Андрейку же все считали жмотом. Он таким и был, бережливым, рассудительным, если что нес, то только домой, а никак не из дому. Девчонки в школе его не любили, мальчишки только уважали, потому что если дрался, то до полного уморения. Впрочем, по-одному братья дрались редко. А редко дрались, потому что вдвоем что троих, что четверых побить могли, — к ним не нарывались на драку. Разве что чужие, пришлые.
Скоро Санька обогнал Андрейку по классам, который остался на второй год в четвертом, и по тогдашнему закону о всеобщем семилетнем был определен в интернат в районном центре, куда Санька по сентябрю с радостью умчался на «ЗИСе», прихватив с собой один из двух привезенных отцом с Германии аккордеонов.
С этих дней Андрейка все больше и больше начал чувствовать себя хозяином дома и всего домашнего хозяйства. По мелким домашним делам заменял мать охотно, от школы отлынивал по всякому поводу, и мать не знала, радоваться ей, что сынок такой домашний, или плакать, что неучем останется. Так вот и жила, радовалась и плакала. Но радовалась больше, потому что хоть и не на каждый воскресный день, но приезжал-таки Санек, школьными успехами хвастался, иногда и аккордеон прихватывал и новую разученную песню играл, соседи слушать приходили, нахваливали. Андрейке тоже нравилось, как братан справляется с такой громадной гармошкой, но не завидовал ничуть, потому что знал: завтра брат умотает к себе в район и он снова останется сам по себе хозяином…
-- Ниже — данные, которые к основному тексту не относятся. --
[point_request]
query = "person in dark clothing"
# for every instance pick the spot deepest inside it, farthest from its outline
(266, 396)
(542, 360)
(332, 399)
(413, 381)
Однако ж, как ни придурялся Андрейка в школе, на третий год оставлять его в четвертом классе учителя никак не хотели и выперли-таки, всучив свидетельство со сплошными трояками.
Три несчастных года провел он в районном интернате. В районе со школьными делами строже. В пятом классе пару лет отсидел. В шестом вообще начал косить на тупость. Сперва опять оставили на второй год. Но потом, чтоб лицу школы не вредить, комиссию придумали на дурака проверять. Тут им Андрейка — всей душой в помощь. Забраковали-таки. Бумагу какую-то сочинили, что, мол, хватит на такого тупаря государственные деньги тратить. Оказалось, к великой радости Андрейки, что по бумаге ему и в армию можно не идти. Это он, правда, позднее оценил. Теперь же, переждав немного по возрасту, подался на курсы трактористов.
Мать к тому времени вконец истощалась, с фермы ушла, работала на подсобках и лишь огород держала в исправности да живность всякую выкармливала, чтоб сыновьям было что подкидывать на их постоянную недоедалку, — не баловали жратвой в интернатах по тем временам.
В последнюю зиму трактористской учебы Андрейки сгорел крайний дом в деревне Шипулино. Прежний крайний сгорел двумя годами раньше. Теперь крайним стал рудакинский дом, и, вернувшись домой, Андрейка, теперь уже и не Андрейка, а Андрюха, крепкий, мускулистый парень, ни в какие дурные приметы не верящий, наоборот, оценил новое положение их дома-хозяйства как выгоду, какую надо только использовать с толком. Перво-наперво разобрал по кирпичикам русскую печь погорельцев и цельные кирпичи штабельком уложил на задах от лишнего взгляду. Заплот, что разграничивал огороды недавних соседей, передвинул вплотную к пожарищу, прихватив таким образом пять-шесть соток. Другие времена наступили, никому уже не было дела до лишних соток. Колхоз укрупнялся, деревня худела хозяевами и уже приняла первых дикарей-дачников аж из самой области, что за полтораста верст. Дома отдавались считай что задарма со всем хозяйством. На центральной усадьбе колхоза коровий комплекс придумали, и местная ферма опустела, и хотя ее тут же с пользой растащили, урон для деревни был ощутим. Корма-то откуда брались? Коров начали продавать, потому что не всякая семья могла накоситься на зиму, хотя трав добрых вокруг — коси не хочу. В общем, деревня хирела, а крайний дом рудакинский Андрюхиными руками, уже и без материнских рук, почитай, точно соком наливался, обрастая пристройками да огородом ширясь во все стороны. Колесный трактор с прицепушкой, на котором Андрюха работал на колхоз, при доме. Утром умчался, работу переделал колхозную без всяких перекуров и пораньше — домой, на главную свою работу, а ее сколько ни делай — не переделаешь. Баню заново отстроил, все подсобки, что по каждой весне кособочились в разные стороны, на кирпичный фундамент поставил, о пристройке подумывал, потому что высмотрел вроде бы подходящую девку для жизни, а для беготни по чужим шибко много времени требовалось.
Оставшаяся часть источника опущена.